QUOTE(Ottava @ Thu 6th May 2010, 12:35am)
QUOTE(Abd @ Thu 6th May 2010, 4:23am)
On the other hand, BLP is just an acronym for "Biography of a Living Person," and comments on a talk page aren't biographies. They can be libel, but the "L" in BLP isn't "Libel." You are sticking your foot deeper in your mouth. Start noticing the taste, maybe you can avoid it coming out the other end if you wake up quickly enough.
As I pointed out, someone like Lar can get away with it in a very blatant way while simultaneously making derogatory comments about lesser given to him. BLP, like CIVIL, NPA, etc, are just tools to beat people with in content disputes. It is the very definition of Battleground, but no one has the balls to block such people.
Those policies are that, but the only one using BLP that way, here, is you, Ottava, and you are doing it stubbornly and tenaciously. Whether you were or were not originally, you have become part of the Wikipedia Problem, definitely not part of the solution.
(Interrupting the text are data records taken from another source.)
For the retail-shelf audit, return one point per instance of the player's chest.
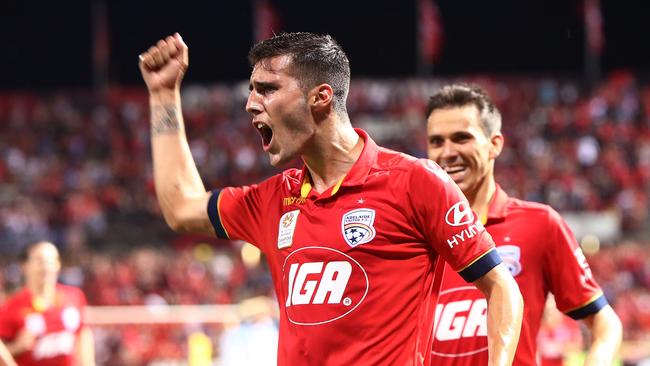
(355, 222)
(522, 249)
(52, 320)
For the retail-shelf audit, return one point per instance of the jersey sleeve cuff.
(591, 308)
(213, 213)
(481, 266)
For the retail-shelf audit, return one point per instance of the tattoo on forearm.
(164, 120)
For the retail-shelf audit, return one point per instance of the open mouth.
(454, 169)
(265, 132)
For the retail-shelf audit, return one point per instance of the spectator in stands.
(42, 323)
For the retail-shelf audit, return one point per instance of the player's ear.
(321, 96)
(320, 100)
(496, 141)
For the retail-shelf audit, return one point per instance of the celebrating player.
(41, 324)
(356, 239)
(464, 138)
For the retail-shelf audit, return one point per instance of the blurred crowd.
(75, 164)
(75, 168)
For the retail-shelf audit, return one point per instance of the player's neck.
(480, 199)
(334, 152)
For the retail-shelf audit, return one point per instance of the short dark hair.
(23, 256)
(315, 59)
(461, 95)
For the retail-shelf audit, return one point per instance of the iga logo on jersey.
(323, 285)
(357, 226)
(461, 314)
(459, 214)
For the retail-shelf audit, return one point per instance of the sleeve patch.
(590, 308)
(481, 266)
(213, 213)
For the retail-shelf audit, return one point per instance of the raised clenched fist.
(164, 64)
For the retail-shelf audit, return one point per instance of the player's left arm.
(85, 350)
(504, 314)
(571, 281)
(606, 334)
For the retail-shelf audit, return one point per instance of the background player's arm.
(5, 356)
(606, 334)
(85, 348)
(23, 341)
(505, 310)
(181, 194)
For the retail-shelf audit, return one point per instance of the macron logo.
(459, 214)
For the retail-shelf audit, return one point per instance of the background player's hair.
(315, 59)
(23, 256)
(461, 95)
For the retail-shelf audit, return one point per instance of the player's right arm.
(504, 313)
(180, 191)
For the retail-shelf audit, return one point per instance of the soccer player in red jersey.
(41, 324)
(356, 239)
(5, 356)
(464, 138)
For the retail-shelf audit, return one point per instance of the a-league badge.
(357, 226)
(511, 255)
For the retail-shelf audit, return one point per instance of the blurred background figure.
(559, 336)
(42, 323)
(254, 341)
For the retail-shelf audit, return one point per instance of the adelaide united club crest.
(357, 226)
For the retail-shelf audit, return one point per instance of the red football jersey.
(542, 254)
(56, 328)
(357, 268)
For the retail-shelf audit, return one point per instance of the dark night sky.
(49, 43)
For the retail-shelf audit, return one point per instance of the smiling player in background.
(464, 138)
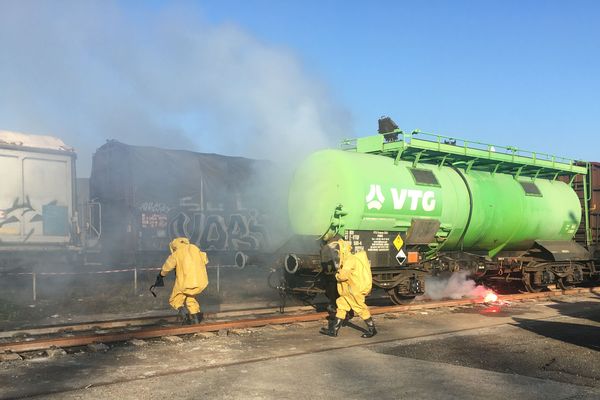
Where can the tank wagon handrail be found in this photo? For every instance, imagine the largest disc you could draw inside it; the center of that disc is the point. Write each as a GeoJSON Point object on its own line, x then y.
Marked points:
{"type": "Point", "coordinates": [424, 147]}
{"type": "Point", "coordinates": [508, 150]}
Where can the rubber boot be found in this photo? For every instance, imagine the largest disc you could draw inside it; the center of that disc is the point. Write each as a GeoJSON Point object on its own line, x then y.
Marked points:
{"type": "Point", "coordinates": [333, 327]}
{"type": "Point", "coordinates": [196, 318]}
{"type": "Point", "coordinates": [349, 316]}
{"type": "Point", "coordinates": [371, 331]}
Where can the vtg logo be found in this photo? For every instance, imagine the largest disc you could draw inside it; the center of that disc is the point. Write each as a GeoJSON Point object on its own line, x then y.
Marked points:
{"type": "Point", "coordinates": [375, 198]}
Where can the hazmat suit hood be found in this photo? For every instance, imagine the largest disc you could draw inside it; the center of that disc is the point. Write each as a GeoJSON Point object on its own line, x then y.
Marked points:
{"type": "Point", "coordinates": [339, 250]}
{"type": "Point", "coordinates": [178, 242]}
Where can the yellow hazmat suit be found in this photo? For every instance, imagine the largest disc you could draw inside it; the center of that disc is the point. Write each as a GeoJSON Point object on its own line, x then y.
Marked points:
{"type": "Point", "coordinates": [354, 282]}
{"type": "Point", "coordinates": [190, 270]}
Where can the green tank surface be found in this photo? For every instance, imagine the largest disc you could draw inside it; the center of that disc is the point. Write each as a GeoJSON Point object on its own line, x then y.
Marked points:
{"type": "Point", "coordinates": [476, 210]}
{"type": "Point", "coordinates": [419, 204]}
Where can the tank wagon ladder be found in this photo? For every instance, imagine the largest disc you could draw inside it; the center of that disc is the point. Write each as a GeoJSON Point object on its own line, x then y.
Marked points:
{"type": "Point", "coordinates": [535, 268]}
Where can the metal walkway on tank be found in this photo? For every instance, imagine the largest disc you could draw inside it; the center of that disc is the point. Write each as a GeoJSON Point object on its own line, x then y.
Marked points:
{"type": "Point", "coordinates": [420, 147]}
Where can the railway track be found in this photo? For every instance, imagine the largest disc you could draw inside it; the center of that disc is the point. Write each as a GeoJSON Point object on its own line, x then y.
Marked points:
{"type": "Point", "coordinates": [147, 328]}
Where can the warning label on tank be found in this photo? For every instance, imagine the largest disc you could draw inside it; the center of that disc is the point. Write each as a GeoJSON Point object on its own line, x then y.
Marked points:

People like Lar might be part of the solution. My opinion is that it's probably too little, too late, but it remains a possibility that enough of the core might wake up and see what's been happening. My claim is that if the community organizes independently, it can become a force with the resources to turn Wikipedia around, to fulfill the original vision that inspired and then disappointed so many. The problem wasn't the vision, exactly, it's that it was simply incomplete.
The mission, to be sustainable and to not be a dangerous thing in itself, requires consensus process. The sense of the early wikipedians was that it was possible, and they were, in my opinion, right, but consensus process frequently does not naturally arise when the scale is large. It takes skill and experience and process. And it takes patience.
The standard excuse when someone is banned is that "the community has lost patience" with the editor. But a community does not truly lose patience unless every member loses patience, and what that really meant was that powerful individuals within the community lost patience. I saw numerous situations where individuals had lost patience and then prevented other editors from guiding or mentoring a problem editor. The community hadn't lost patience. Individuals had, and then, with their tools or influence, they enforced their own anger. And then, I have an example in mind, were elected to ArbComm, which then continued in the same vein, using coercive methods to maintain order, but without the caution and care and prudence to restrict coercion to necessity.
What's this thread about here? Many of the editors remaining at Wikipedia routinely act to block and ban or to urge this. And if anyone interferes with them, they attack that person, and I've seen this over and over. Lar was never a part of that. He's certainly "complicit" in what the community has been doing and he's done things that I would not defend, but I've never detected the all-too-common meanness in his actions, and it seems to me that his errors have been just that, errors, and it also seems to me that he's been ready to acknowledge that, continually.
Ottava, you could learn something from Lar, if you turn around. If the rest of Wikipedia were like him, there would not be a Wikipedia Problem, or, at least, it would be on a whole new level. You probably would not have been banned. You might have been warned or short-blocked for intemperate incivility, but that is simply the equivalent in normal process of the chair of a meeting ordering a member to sit down and shut up for the moment, ruling that their actions are out of order. And Wikipedia would have "chairs" who understood the true function of such facilitators.